Energy. To Be A Teen Again

science says, soulfood, your body

I accidentally stopped writing here and started ranting to my professors.
I’ll leave this here for when I need reminded that overdrive is not a fulfilling existence.

Response: Brainstorm, The Power and Purpose of the Teenage Brain

I am just three years out side of adolescence and I’ve launched a search party to find my true self- my ESSENCE. This has looked like spiritual exploration, ravaging self-help books, therapy and meditation. All of these efforts to tap back into the ‘me’ that I was when I was sixteen years old. Before this book I had mostly felt like the exception to the “tortured emotional floundering” of adolescence. I loved my early years of adolescence. (The later ones looked an awful lot like adulthood in my opinion.) I had a robust social network, I had a very sure sense of myself, I was confident, filled with hope and aspirations, I was in love, I was a practicing artist and I was free. I have always held those years close as a magical time and a place that I would like to get back to.

It turns out not to be magic but instead to be biology and evolution. Funny how at the root of all psychology, especially human development, are the adaptations that we cemented in place over millions of years of evolving. According to Siegel’s acronym I was deeply fulfilled by each letter: emotional spark, social engagement, novelty and creative exploration. It turns out I was living the upside of this formula.

Depending on the season of your life each reader will take something out of the book, which is pretty wonderful. For me at this juncture in time I’m piecing together how to make many of his skills and information serve me as an adult. There’s some solace in knowing that my dopamine levels are more regular than they once were, that the appeal of statistically life threatening risk is waning. Mostly, because I escaped those years with out any real devastation or addictions. I did walk away witch a wealth of knowledge and a few reminders that bless me in new ways each year.

I did appreciate that he develops the practice of Mindsight over the chapters. Mindsight is a set of skills that help you integrate your brain. Adolescence is all about increasing your neural integration, which is how one coordinates and balances the internal world of others and ourselves (Siegel, p. 54). This is possible when the individual parties comprising a relationship are allowed to be, “Unique and specialized yet linked” (Siegel p.53). Essentially this is how on both an individual and global scale we can foster flourishing social connection and meaningful relationships from the intimate to the casual. Integration brings harmony.

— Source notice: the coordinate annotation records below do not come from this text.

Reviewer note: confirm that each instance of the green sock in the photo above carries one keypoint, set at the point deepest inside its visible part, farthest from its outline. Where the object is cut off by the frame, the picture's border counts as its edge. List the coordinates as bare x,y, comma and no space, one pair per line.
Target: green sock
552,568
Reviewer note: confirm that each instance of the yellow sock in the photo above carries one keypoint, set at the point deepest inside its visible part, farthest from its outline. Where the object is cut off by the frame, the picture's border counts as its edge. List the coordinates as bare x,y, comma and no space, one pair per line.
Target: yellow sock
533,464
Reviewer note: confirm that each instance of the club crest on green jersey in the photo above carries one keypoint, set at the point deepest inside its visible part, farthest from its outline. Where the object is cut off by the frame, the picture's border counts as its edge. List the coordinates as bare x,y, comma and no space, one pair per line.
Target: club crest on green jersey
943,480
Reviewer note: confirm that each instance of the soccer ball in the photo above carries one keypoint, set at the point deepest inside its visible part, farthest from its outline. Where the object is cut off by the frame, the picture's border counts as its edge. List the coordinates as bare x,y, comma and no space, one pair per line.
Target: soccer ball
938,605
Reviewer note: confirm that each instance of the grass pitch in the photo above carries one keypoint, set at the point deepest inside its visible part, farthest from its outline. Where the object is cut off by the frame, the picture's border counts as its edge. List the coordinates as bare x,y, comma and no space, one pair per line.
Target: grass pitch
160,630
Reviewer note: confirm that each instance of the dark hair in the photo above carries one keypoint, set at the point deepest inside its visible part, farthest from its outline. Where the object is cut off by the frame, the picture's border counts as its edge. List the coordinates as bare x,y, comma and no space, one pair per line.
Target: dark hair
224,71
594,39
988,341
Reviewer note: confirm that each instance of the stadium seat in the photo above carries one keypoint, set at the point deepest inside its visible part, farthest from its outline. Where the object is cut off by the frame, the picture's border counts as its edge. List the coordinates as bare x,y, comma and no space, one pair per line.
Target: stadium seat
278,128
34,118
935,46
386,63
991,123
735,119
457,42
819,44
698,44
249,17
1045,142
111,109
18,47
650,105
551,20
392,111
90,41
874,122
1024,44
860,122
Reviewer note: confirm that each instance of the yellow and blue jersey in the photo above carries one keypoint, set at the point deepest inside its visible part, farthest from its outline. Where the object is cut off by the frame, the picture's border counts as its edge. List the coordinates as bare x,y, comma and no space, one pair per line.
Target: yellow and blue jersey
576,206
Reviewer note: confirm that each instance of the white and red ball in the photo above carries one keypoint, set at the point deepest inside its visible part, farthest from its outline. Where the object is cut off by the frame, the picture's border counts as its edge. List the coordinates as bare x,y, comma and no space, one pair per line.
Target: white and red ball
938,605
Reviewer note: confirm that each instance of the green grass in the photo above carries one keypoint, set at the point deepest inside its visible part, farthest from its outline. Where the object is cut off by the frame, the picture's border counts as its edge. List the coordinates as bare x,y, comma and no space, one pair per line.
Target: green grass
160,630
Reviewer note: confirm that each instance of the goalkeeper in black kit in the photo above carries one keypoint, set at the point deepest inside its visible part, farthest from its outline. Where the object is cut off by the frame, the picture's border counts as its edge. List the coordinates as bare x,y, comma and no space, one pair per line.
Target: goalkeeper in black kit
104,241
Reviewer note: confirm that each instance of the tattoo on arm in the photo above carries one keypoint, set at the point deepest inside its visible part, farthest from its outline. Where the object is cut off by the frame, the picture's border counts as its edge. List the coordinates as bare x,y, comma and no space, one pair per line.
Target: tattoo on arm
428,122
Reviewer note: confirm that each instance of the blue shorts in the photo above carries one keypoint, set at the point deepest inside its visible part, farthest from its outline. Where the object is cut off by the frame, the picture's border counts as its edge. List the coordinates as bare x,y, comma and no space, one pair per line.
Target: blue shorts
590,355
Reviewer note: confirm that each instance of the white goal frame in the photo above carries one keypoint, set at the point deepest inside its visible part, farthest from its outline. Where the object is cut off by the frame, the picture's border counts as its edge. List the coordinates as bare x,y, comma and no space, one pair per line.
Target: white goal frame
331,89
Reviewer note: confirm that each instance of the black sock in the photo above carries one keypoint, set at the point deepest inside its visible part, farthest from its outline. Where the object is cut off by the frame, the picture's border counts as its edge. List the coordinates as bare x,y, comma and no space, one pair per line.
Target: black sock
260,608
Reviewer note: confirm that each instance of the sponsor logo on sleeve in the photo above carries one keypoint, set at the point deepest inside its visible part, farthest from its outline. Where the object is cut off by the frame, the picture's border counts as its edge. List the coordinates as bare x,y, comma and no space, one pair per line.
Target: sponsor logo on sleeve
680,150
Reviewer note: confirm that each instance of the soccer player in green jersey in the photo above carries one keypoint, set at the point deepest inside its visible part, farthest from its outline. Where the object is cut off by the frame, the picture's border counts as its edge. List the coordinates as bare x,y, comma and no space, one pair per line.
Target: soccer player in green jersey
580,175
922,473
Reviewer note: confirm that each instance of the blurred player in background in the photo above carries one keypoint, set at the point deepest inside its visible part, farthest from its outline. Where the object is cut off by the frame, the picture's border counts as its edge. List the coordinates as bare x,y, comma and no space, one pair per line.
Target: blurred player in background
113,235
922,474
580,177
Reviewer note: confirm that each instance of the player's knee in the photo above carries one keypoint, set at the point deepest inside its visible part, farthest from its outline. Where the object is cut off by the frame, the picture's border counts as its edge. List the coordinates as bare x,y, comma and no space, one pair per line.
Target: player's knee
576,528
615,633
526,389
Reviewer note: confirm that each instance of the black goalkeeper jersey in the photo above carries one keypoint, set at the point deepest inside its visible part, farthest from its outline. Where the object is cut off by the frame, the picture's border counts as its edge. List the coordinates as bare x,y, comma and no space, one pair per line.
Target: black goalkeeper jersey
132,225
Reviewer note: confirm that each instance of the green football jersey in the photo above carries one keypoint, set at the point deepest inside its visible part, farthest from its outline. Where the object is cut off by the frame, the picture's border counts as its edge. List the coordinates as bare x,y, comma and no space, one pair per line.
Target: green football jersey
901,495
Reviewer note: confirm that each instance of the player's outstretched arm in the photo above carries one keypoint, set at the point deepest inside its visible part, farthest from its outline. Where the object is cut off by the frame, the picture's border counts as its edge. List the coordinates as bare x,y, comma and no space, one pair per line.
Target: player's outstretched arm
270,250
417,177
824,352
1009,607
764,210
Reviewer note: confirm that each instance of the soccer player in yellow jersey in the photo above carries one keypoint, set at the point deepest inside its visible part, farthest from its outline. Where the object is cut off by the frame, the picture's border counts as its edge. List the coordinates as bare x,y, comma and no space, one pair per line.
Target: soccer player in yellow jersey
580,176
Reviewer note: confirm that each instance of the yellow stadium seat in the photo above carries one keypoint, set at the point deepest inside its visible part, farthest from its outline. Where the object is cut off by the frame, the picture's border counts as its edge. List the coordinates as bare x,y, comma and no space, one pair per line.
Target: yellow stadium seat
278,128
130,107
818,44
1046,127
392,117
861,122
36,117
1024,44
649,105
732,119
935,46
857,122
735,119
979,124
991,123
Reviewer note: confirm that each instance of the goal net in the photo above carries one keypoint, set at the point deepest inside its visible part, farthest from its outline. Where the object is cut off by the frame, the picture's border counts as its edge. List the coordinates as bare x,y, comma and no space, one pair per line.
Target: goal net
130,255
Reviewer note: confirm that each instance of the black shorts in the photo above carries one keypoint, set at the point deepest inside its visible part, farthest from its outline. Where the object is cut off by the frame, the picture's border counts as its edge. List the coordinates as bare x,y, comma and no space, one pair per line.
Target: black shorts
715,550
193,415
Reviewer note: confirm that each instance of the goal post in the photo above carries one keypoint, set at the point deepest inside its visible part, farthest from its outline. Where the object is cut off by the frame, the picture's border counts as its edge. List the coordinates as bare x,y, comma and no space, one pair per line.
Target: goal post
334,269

The term harmony keeps popping up everywhere for me like a big flag screaming THIS! HERE!. Each time I stop and think yes, that’s the goal figure out how to get that. The embodiment of harmony has felt really distant and elusive as of late. I feel that Siegel’s take on integration is a good framework that I can fill in with personal practices in to help me grow highly functioning, supportive, challenging, social bonds and networks. Later in the book he explains how belonging to a bonded peer group has literally meant life or death over the millennium of human existence. At the end of the day we can’t lose sight of the fact that we are animals straddling the constructions of modern society. I will add Mindsight to my mystical toolbox of resources as I seek peace and contentment in this wild Western world.

The most striking part of this book was something so simple, “All thoughts and feelings are energy” (Siegel, p. 46). It’s so obvious but so abstract during the course of a normal day. In a modern Western context I think that we have confused the term energy. We associate it with being tired, with needing to eat; we’ve simplified it to something purely physiological. We often miss that the laws of physics apply to all energy including that of our own production. Energy can never be created or destroyed, just transformed. I often find physics the most esoteric experience.

Siegel explains that at its core the mind regulates the body’s energy. Duh. But, we commonly get bogged down in the functions of each structure and don’t heed the big picture. That our brains are working on a macro and micro scale to keep not only keep us alive but to very complexly conduct a higher level of thought and function not the least of which is emotional.

I have personally been expending way too much energy in the anecdotal sense since the first of the year. I’ve been stressed, consumed in rumination over ultimately trivial interactions. This past weekend with the help of this book I really had to take some time to evaluate how carelessly that I was expending my energy. Seigel’s explanation of attention as how we direct the flow of information and a relationship as sharing energy and information flow couldn’t have been better timed (Siegel, p.45-53). I think that like people, information comes into your life with some destiny. This text on the teenage experience was incredibly applicable to my current adult existence. I agree with Siegel that there is good reason for us communally and as individual adults to strive to get back to this highly experiential exciting sense of life, ESSENCE is a very powerful model.